After surgery, DAPT should be resumed, if possible, within 24 h including a loading dose [5]. Using low-molecular-weight heparin (LMWH) or unfractionated heparin as a bridging therapy is not recommended, as heparins do not have antiplatelet properties and could even increase platelet reactivity. In patients at high risk of cardiovascular events, such as those with ongoing myocardial ischemia and/or complex anatomy (e.g., left main or severe, proximal multivessel disease), candidates to early bypass surgery, withdrawal of clopidogrel is not recommended, and these patients should undergo the operation while on DAPT with special care to hemostasis [5]. Only in patients undergoing cardiac operations with very high bleeding risk, such as redo bypass surgery or combined interventions of bypass plus valve surgery, it may be reasonable to withhold clopidogrel for 3–5 days before surgery (i.e., even in patients with active myocardial ischemia), and bridging strategies can be considered [5].

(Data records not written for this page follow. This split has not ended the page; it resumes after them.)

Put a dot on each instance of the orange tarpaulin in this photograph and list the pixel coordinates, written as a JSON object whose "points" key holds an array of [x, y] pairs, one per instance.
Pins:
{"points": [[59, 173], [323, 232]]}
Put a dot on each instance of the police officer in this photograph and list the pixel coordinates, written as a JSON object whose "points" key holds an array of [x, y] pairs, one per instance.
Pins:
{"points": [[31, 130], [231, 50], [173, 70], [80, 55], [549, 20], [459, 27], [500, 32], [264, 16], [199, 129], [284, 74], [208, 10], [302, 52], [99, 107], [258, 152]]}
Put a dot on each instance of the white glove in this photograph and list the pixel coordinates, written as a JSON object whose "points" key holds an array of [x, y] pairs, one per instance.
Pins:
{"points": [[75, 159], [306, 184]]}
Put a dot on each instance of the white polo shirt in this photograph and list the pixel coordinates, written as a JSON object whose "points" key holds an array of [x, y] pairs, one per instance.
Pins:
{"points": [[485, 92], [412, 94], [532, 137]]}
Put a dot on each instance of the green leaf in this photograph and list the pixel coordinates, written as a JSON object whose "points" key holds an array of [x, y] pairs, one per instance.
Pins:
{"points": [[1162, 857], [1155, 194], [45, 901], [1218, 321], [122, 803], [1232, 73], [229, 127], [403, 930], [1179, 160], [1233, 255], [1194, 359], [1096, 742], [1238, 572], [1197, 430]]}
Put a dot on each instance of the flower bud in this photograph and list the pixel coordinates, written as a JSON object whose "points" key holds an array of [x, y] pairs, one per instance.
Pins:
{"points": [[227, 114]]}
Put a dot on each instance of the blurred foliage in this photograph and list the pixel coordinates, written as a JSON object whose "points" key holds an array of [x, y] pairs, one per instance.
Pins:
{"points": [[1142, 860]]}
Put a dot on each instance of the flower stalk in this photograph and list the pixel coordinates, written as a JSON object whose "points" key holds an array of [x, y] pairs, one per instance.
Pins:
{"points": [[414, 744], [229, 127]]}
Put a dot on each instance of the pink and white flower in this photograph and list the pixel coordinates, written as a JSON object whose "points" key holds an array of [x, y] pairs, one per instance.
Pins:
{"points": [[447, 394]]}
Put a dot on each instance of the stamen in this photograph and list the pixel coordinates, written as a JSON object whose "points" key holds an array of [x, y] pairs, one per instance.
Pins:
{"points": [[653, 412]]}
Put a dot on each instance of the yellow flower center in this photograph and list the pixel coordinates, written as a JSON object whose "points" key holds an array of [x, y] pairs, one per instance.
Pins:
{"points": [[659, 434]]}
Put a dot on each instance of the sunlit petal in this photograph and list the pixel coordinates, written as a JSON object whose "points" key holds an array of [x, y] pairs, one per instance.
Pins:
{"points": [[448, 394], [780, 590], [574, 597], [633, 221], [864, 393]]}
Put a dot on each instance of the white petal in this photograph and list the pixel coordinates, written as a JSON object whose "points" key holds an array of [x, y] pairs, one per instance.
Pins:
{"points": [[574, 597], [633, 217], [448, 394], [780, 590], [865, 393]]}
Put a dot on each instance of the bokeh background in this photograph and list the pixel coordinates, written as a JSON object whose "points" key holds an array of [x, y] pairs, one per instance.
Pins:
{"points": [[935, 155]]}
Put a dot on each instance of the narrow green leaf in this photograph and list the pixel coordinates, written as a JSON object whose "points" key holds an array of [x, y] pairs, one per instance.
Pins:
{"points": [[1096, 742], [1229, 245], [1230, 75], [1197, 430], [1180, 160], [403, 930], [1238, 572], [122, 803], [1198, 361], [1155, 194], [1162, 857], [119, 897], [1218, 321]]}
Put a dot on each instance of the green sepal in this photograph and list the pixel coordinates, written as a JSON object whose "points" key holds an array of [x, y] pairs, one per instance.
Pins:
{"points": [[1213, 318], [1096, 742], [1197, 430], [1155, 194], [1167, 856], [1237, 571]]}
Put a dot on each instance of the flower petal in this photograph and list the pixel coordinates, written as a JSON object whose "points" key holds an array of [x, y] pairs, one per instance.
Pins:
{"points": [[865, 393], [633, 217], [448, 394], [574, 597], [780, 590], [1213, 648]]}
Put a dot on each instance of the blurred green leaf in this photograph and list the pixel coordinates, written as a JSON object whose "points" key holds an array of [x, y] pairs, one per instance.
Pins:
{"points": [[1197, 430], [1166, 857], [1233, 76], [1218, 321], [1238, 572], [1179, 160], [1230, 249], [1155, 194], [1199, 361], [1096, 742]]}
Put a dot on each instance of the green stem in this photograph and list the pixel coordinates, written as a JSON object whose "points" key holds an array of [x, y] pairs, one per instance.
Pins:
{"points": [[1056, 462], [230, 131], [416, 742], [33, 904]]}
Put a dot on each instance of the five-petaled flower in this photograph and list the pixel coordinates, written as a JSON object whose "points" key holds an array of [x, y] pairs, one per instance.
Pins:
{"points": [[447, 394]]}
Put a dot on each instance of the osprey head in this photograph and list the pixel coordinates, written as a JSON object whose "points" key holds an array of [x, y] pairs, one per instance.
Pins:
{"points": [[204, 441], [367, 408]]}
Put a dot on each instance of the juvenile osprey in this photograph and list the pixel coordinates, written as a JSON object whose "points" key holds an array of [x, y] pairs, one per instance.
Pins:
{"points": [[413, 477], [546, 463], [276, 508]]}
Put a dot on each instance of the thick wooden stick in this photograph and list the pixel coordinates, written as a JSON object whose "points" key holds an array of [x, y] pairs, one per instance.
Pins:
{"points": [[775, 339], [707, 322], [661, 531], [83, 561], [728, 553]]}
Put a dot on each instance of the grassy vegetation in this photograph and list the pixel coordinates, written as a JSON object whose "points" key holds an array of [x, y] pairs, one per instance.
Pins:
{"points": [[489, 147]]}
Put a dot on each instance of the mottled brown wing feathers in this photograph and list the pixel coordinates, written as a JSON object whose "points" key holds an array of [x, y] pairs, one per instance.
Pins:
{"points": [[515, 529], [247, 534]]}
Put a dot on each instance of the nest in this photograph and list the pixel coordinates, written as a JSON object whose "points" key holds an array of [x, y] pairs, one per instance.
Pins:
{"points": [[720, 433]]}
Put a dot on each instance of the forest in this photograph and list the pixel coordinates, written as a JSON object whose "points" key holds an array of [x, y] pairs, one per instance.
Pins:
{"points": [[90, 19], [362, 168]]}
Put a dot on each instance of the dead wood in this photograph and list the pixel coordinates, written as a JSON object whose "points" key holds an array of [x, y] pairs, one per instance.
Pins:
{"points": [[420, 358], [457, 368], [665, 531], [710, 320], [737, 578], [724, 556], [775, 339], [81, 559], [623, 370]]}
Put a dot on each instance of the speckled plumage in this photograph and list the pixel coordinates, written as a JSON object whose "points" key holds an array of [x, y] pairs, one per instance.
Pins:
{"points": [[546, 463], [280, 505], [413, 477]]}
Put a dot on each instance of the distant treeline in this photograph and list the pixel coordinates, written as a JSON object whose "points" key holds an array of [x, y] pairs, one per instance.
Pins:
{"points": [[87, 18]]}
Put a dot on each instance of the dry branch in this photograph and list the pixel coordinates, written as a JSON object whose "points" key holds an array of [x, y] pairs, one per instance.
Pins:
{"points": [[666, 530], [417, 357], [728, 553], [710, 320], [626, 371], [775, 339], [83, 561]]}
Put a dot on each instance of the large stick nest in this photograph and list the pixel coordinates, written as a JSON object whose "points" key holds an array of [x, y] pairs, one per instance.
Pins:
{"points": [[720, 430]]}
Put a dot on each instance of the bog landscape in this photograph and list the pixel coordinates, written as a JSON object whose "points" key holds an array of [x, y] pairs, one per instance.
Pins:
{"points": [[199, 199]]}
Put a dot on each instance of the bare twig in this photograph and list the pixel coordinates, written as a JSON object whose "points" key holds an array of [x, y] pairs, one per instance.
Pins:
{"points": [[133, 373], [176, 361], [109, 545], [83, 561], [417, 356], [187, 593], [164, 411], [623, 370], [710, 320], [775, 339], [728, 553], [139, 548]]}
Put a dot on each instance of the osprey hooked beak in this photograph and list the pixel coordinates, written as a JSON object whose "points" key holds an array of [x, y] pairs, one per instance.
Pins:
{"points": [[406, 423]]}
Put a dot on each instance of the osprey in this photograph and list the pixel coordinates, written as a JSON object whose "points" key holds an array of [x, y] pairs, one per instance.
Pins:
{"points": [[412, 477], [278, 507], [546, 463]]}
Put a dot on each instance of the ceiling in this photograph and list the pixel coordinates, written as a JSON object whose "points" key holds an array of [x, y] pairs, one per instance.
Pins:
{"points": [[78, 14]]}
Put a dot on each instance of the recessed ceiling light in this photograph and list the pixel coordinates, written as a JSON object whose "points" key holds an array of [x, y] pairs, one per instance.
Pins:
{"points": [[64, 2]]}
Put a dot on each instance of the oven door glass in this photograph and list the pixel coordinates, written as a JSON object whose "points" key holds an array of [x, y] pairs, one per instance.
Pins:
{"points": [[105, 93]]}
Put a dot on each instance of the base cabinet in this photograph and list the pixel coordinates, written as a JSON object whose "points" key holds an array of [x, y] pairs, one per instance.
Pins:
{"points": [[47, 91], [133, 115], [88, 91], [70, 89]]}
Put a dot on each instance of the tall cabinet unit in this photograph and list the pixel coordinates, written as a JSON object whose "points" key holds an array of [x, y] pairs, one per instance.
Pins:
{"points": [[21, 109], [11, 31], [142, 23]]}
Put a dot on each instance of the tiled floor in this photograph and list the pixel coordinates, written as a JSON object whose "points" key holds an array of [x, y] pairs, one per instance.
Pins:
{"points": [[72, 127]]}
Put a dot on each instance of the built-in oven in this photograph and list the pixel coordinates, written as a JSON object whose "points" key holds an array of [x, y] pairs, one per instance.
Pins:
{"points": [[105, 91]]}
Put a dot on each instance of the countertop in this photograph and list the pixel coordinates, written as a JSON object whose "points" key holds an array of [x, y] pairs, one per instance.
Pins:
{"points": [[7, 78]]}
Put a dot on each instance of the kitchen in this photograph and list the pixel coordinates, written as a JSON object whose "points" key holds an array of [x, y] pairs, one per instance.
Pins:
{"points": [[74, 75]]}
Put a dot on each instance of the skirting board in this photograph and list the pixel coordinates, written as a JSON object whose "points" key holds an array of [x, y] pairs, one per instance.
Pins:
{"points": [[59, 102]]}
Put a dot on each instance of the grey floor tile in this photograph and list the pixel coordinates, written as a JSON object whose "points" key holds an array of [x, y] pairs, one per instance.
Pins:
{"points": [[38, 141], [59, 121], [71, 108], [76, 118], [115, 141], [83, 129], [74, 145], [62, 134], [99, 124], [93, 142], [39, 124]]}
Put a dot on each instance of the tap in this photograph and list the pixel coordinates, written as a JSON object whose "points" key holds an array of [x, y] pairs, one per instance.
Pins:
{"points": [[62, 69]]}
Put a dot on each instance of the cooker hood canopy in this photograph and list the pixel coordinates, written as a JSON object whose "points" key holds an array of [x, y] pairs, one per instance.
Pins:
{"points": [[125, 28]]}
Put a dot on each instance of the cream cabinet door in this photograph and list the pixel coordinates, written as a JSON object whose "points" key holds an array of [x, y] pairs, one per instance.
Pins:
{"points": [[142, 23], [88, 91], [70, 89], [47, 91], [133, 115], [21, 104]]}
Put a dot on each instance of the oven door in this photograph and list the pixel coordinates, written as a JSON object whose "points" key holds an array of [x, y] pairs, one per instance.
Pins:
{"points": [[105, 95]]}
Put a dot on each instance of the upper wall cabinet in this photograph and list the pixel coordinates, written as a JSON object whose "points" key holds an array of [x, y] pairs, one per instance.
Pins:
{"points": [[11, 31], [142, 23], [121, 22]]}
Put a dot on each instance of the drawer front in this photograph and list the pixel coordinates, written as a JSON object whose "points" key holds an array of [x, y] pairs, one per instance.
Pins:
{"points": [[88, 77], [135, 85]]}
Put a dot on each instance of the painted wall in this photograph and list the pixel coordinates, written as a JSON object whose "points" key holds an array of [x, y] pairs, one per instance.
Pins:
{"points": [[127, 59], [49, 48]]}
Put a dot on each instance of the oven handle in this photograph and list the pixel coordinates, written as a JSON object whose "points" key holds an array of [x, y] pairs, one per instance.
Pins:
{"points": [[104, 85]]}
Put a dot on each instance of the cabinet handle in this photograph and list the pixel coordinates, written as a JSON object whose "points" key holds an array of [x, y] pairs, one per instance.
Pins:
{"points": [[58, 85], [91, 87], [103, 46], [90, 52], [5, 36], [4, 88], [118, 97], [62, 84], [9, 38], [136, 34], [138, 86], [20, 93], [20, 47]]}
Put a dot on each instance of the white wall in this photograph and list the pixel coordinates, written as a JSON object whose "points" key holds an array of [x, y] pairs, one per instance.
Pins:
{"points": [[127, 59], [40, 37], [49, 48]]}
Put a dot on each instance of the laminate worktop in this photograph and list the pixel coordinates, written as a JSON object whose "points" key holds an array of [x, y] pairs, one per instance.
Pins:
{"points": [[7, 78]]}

In general, DAPT interruption should be evaluated on an individual basis considering the bleeding risk of surgery, the patient’s cardiac risk profile (also including the time interval from PCI), and the type of stent. In patients on DAPT after coronary stenting candidates to operation/procedures at low bleeding risk, the P2Y12 antagonist is generally interrupted if the cardiac ischemic risk is deemed to be low and the intervention, if possible, deferred if the ischemic risk is high. In patients undergoing high bleeding risk surgery who are also at high risk of ischemic events and in whom cessation of antiplatelet therapy is considered to be too hazardous (i.e., within the first weeks after stent implantation), it may be considered to switch from clopidogrel 5 days before surgery to a reversible antiplatelet agent with a short half-life, such as continuous infusion of the glycoprotein IIb/IIIa inhibitors tirofiban or eptifibatide [5] (Fig. 10.3). In an observational experience, such protocol has indeed been shown effective and safe [29]. Another emerging approach would consider the use of cangrelor, an intravenous antagonist of the P2Y12 receptor characterized by rapid, potent, predictable, and reversible platelet inhibition with prompt offset of effect, but the lack of reliable efficacy and safety data makes this option still needing validation [30]. In common with glycoprotein IIb/IIIa inhibitors, cangrelor shares potency, rapid onset of action, and consistent platelet inhibition effects [31]. Short-acting glycoprotein IIb/IIIa antagonists (tirofiban and eptifibatide), however, have a slower offset of action, requiring at least 6 h to return to baseline platelet function, which is conversely achieved within 1 h after stopping cangrelor [31].